Todo acto creativo pretende, en algún modo, permitirle al creador trascender en el tiempo, estar presente en el futuro cuando sólo sea pasado. Todo acto creativo busca justificar nuestra estancia en la tierra, tratando de comprender la vida, encontrarle sentido y hacer con ella algo que valga el esfuerzo.
El ejercicio de la escritura, en algún momento, cuando se revela a otros ojos u otro entendimiento, ajenos a los del autor, se convierte en literatura. Sin embargo, la finalidad de ese ejercicio es la de constituirse en una vía para lograr que nuestra voz adquiera eco y dure, abarcando tiempos y espacios de los que no disponemos en la cotidianidad más rutinaria. Y no simplemente la de ser una consagración de biblioteca, un alimento de polillas, un espécimen en la arqueología de la crítica.
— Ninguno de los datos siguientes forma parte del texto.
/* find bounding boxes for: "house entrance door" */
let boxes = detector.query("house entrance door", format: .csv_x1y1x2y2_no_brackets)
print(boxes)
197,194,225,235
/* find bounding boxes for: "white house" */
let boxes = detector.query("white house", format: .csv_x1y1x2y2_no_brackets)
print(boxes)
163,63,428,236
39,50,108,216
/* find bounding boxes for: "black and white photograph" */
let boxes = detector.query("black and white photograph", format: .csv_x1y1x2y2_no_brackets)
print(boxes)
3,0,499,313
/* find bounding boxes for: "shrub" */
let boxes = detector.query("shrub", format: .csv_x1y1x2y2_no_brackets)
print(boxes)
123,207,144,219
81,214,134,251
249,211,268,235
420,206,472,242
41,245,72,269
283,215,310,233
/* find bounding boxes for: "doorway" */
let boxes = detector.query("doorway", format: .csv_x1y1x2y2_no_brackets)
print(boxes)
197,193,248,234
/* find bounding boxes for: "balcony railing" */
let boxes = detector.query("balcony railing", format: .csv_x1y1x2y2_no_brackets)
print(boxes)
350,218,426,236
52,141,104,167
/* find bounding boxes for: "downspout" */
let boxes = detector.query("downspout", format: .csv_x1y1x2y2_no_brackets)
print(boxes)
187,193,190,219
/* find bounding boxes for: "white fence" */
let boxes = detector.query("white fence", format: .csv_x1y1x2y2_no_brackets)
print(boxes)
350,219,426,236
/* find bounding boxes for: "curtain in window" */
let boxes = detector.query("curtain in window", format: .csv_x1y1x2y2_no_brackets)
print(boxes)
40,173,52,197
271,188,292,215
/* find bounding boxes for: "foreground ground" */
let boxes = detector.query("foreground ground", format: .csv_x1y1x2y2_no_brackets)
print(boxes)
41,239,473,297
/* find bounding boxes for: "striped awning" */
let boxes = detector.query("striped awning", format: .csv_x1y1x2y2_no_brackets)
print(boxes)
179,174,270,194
Escribir es, entonces, una forma de buscar y de encontrarle sentido a la vida. Una búsqueda y un hallazgo, porque la escritura, aunque sea evasiva para el lector nunca dejará de ser un ejercicio de reflexión para el escritor. Y en este sentido es oportunidad de creación, de encuentro con uno mismo, de comprensión de nuestro medio y de realización como persona.
Antes de continuar, debo aclarar algo. Este intento explicativo de lo que suelo hacer y de lo que ha sido mi camino, tal vez pueda encontrar resonancia en oídos ajenos. Tal vez pueda servir para que alguien se vea reflejado o se sienta partícipe de mi experiencia. Pero mientras tanto será tan sólo mi vivencia, expuesta ante ustedes a riesgo de todo. Nada más pretende.
Hablar de este tema inevitablemente me exige exponer algo de mi propia experiencia en el ejercicio de la escritura. Tal vez describa sólo lo que ha sido y es mi acercamiento al acto de escribir, a lo que fue aquel primer temprano deslumbramiento, cuando me di cuenta que podía transformar mis solitarias ideas en palabras coherentes, en relatos tales como los que leía en historietas, primero, en libros de aventura, después y en páginas de autoayuda, al final de mi infancia, cuando aún el término no había eclosionado y tan solo era la exposición de unos consejos infalibles para resolver toda clase de problemas.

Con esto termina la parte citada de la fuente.